= Jay Kirby =

American Actor

Jay Kirby (born William Bennett George, January 28, 1920 – July 30, 1964) was an American actor in films and television. He was best known for playing Johnny Travers, the youthful sidekick of Hopalong Cassidy in six films in the 1940s.

In 1948, he and his wife Carmelle George were divorced and the custody of their one-year-old son was given to his wife.

==Career==
Kirby was born in Kansas City, Missouri. He began acting in films in 1942, when he was cast to replace Russell Hayden as the boyish partner to cowboy hero Hopalong Cassidy. He was an aviation cadet in the U.S. Army Air Forces during World War II but does not appear to have served long, as his screen appearances are continuous throughout the war and afterward for several years. In 1949 he reverted to his real name, Bill George, for his last feature film and his subsequent television roles.
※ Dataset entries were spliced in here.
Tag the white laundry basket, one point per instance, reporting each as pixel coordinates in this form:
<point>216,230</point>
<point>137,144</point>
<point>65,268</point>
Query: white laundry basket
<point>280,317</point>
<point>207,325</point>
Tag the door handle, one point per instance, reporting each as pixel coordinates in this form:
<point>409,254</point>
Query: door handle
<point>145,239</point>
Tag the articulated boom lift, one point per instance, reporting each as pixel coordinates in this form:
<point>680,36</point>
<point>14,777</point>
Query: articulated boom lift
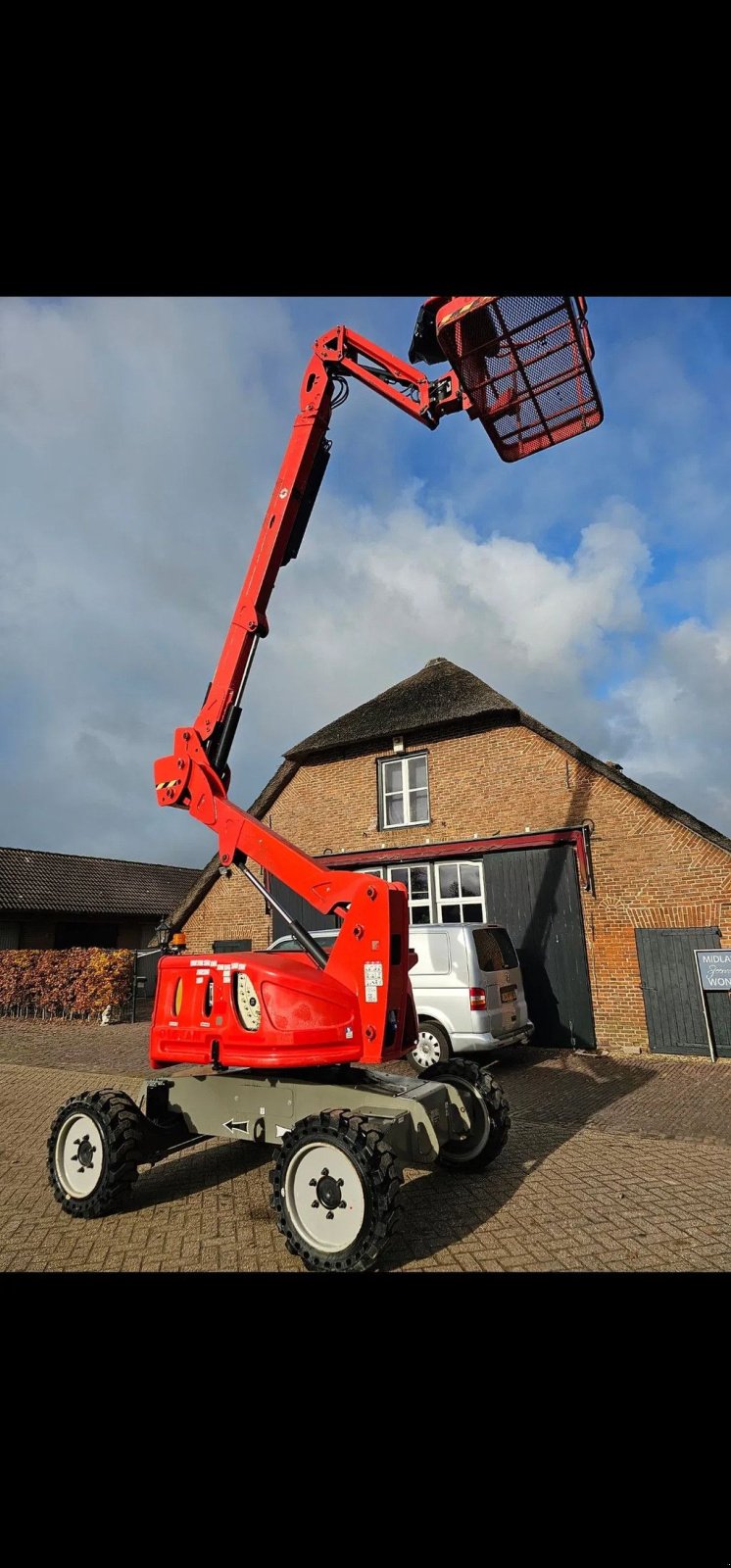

He died at 44 and was buried in the Los Angeles National Cemetery.

==Filmography==

| Year | Title | Role | Notes |
| 1942 | Undercover Man | Breezy Travers |  |
| 1942 | Lost Canyon | Johnny Travers |  |
| 1943 | Hoppy Serves a Writ |  |
| 1943 | Border Patrol | Texas Ranger Johnny |  |
| 1943 | The Leather Burners | Johnny Travers |  |
| 1943 | Colt Comrades |  |
| 1944 | Marshal of Reno | Danny Boyd |  |
| 1944 | Zorro's Black Whip | Randolph Meredith | Serial, [Ch.1] |
| 1944 | Sheriff of Las Vegas | Tom Blackwell |  |
| 1944 | Sundown Riders | Jay Kirby |  |
| 1945 | Rockin' in the Rockies | Rusty Williams |  |
| 1945 | Wagon Wheels Westward | Bob Adams |  |
| 1946 | Days of Buffalo Bill | Jim Owens |  |
| 1946 | King of the Forest Rangers | Hale - Forest Ranger at Assayer's Office | Serial, [Ch. 11], Uncredited |
| 1946 | Conquest of Cheyenne | Tom Dean |  |
| 1947 | Bells of San Angelo | Rider | Uncredited |
| 1948 | Oklahoma Badlands | Ken Rawlins |  |
| 1948 | Partners of the Sunset | Dan Thompson |  |
| 1948 | Son of God's Country | Frank Thornton |  |
| 1949 | Masked Raiders | Luke Trevitt |  |

He starred in an episode of The Cisco Kid.